Figure 2: Leakage current paths with filter capacitor (s)
The frequency spectrum for the earth leakage current is illustrated in Figure 3.
Figure 3: General form of the earth leakage current spectrum
The most common kind of drive system uses several drives and other electrical equipment installed in a cabinet and permanently connected to the mains supply without a plug and socket, with a permanent fixed earth connection. In that case the typical leakage current in the range of a few to tens of milliamps is of no importance.
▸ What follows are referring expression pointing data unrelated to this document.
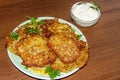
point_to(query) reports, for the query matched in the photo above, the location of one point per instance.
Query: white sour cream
(83, 15)
(84, 12)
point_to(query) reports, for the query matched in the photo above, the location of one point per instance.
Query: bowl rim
(80, 20)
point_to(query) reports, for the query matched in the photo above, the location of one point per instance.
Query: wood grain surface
(103, 38)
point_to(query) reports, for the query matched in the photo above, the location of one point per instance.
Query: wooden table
(103, 38)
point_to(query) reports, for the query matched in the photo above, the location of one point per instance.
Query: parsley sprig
(95, 6)
(35, 24)
(14, 35)
(52, 73)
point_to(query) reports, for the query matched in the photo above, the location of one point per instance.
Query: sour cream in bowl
(85, 14)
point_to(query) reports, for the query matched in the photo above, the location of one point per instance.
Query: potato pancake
(65, 48)
(48, 43)
(34, 51)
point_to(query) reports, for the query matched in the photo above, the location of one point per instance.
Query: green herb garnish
(41, 22)
(32, 30)
(95, 6)
(52, 73)
(35, 24)
(14, 35)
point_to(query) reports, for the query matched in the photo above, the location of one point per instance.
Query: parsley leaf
(52, 73)
(32, 30)
(79, 36)
(41, 22)
(14, 35)
(35, 24)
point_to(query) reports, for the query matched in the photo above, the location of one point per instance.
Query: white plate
(16, 60)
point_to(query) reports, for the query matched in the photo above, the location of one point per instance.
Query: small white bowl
(80, 20)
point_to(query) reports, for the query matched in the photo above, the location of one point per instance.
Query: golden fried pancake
(34, 51)
(65, 48)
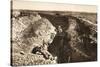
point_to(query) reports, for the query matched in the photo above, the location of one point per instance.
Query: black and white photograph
(52, 33)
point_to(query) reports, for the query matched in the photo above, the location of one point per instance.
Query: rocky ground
(43, 37)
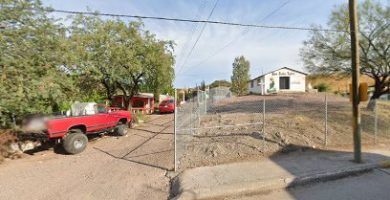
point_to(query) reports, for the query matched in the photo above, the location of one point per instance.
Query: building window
(284, 83)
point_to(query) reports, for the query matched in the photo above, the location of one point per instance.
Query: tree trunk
(377, 93)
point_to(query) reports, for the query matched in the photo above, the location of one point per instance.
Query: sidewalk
(276, 172)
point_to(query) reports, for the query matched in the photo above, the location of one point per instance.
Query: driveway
(130, 167)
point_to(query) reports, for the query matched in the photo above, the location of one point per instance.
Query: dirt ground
(290, 120)
(131, 167)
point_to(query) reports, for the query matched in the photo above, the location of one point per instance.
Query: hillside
(336, 83)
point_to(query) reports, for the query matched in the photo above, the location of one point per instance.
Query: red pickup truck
(71, 130)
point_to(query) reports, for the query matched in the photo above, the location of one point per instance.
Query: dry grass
(291, 119)
(336, 82)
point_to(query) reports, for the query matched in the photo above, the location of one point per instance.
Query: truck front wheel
(122, 129)
(75, 142)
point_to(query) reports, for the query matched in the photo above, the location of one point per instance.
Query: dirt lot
(297, 119)
(131, 167)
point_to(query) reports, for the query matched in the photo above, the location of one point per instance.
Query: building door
(284, 83)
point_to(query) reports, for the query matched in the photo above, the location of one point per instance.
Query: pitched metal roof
(278, 70)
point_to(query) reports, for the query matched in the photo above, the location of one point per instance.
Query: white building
(281, 80)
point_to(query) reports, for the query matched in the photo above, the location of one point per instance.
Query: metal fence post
(175, 131)
(376, 121)
(326, 119)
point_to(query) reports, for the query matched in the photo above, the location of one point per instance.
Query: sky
(214, 53)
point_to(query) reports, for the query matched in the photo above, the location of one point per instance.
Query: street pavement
(374, 185)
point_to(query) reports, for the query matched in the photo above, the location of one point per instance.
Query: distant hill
(337, 83)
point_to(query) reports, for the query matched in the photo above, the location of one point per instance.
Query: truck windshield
(101, 109)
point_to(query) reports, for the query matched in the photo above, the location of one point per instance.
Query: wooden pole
(356, 119)
(175, 132)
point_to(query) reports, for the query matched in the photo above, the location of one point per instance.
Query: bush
(6, 138)
(322, 87)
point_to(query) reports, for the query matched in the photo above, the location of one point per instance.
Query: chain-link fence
(216, 127)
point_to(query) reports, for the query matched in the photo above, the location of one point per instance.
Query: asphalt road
(130, 167)
(374, 185)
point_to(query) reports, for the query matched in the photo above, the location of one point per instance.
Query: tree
(329, 52)
(122, 57)
(220, 83)
(240, 77)
(33, 51)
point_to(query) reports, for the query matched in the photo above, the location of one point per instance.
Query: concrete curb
(264, 185)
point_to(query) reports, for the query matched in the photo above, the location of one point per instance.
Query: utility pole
(355, 81)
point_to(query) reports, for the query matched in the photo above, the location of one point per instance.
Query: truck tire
(122, 129)
(75, 142)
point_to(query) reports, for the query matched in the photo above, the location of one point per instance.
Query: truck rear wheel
(75, 142)
(122, 129)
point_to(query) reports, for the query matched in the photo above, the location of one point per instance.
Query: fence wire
(216, 127)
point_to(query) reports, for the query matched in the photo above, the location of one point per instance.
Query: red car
(72, 130)
(167, 106)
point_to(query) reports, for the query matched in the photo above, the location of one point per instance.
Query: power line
(192, 20)
(242, 35)
(200, 35)
(192, 31)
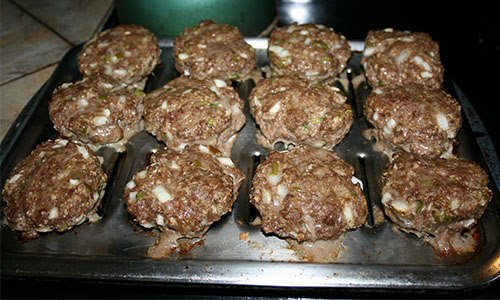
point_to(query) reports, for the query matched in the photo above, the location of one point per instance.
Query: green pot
(170, 17)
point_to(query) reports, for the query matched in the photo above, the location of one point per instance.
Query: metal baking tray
(372, 256)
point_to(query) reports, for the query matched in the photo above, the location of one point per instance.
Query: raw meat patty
(312, 52)
(182, 194)
(393, 57)
(307, 194)
(294, 111)
(435, 198)
(414, 119)
(190, 111)
(128, 53)
(211, 50)
(98, 110)
(59, 185)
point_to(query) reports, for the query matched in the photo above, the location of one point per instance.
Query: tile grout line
(42, 23)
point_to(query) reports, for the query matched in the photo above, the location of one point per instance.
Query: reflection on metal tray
(112, 249)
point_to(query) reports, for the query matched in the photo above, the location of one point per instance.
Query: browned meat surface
(128, 53)
(184, 192)
(294, 111)
(307, 194)
(211, 50)
(393, 57)
(312, 52)
(57, 186)
(435, 198)
(98, 110)
(190, 111)
(414, 119)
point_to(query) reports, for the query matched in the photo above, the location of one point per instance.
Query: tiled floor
(34, 36)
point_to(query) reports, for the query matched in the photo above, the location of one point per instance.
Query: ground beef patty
(294, 111)
(190, 111)
(435, 198)
(310, 51)
(307, 194)
(98, 110)
(57, 186)
(393, 57)
(414, 119)
(211, 50)
(126, 52)
(182, 194)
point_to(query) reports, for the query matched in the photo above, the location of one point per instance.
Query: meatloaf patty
(190, 111)
(182, 194)
(414, 119)
(98, 110)
(211, 50)
(294, 111)
(312, 52)
(128, 53)
(307, 194)
(435, 198)
(57, 186)
(393, 57)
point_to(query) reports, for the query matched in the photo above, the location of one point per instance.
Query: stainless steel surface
(112, 249)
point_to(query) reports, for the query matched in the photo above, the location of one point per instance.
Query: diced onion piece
(183, 56)
(266, 196)
(368, 52)
(160, 220)
(282, 190)
(130, 184)
(142, 174)
(442, 122)
(161, 194)
(386, 197)
(83, 151)
(173, 165)
(274, 179)
(275, 108)
(400, 205)
(402, 57)
(82, 103)
(282, 53)
(348, 214)
(54, 213)
(426, 74)
(100, 120)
The effect of the higher frequencies can be difficult to predict. They can cause interference to other equipment if they are too high, which is the reason for fitting filter capacitors. They can also cause an RCD to operate. Simple RCDs do not have well-defined sensitivity to frequencies other than the mains frequency. Ideally they would have a frequency response rather similar to that of the human body, since they are intended to protect humans from electric shock. It happens that frequencies around 50/60 Hz are the most dangerous possible for humans. Higher frequencies tend to flow in the surface of the body and not to affect the nervous system so much. If extreme they might cause skin burns but they are much less likely to cause fatal ventricular fibrillation. There are some superior RCDs sometimes referred to as “super-immune” which do have a carefully tailored frequency response. They are much less likely to give nuisance trips with VSD systems.
You should not under-estimate the effect of these higher frequencies. We have encountered installations where nuisance tripping of RCDs has occurred, where there was no filter. Adding filters cured the problem. It is counter-intuitive that connecting capacitors between the mains supply and earth could actually reduce the earth leakage current, but it can happen. The benefit in diverting the higher frequencies far exceeded the cost in terms of extra mains-frequency earth leakage.
The most common problem with leakage current is unwanted operation of an RCD.
In such a case, the first question is, whether an RCD is really needed? Sometimes RCDs are installed because of their perceived extra safety, and are not justified by the real situation. A permanently connected drive system in a dry environment is safe under all reasonably foreseeable fault conditions, and does not need an RCD.
If the RCD is installed because the earth loop impedance is too high to guarantee the operation of primary protection (e.g. with a TT earth system) then it is usually not necessary to use a 30 mA RCD. Very often a 1A RCD gives ample protection from earth faults, and is most unlikely to suffer spurious operation from a drive system.
For a small simple machine, which is more likely to be used with a pluggable power connection, usually the motor is close to the drive. You can see from the previous explanation that then the filter capacitance could be reduced, giving sufficient filtering effect with less earth leakage. Control Techniques drives have a provision for disconnecting the internal filter capacitor to allow for this situation. If radio noise emission must also be kept to a minimum, then for the smaller drives a special low-leakage variant of the external filter is available. You will understand now that this special filter has restrictions on the permitted length of the motor cable, which for small simple machines will not be a limiting factor.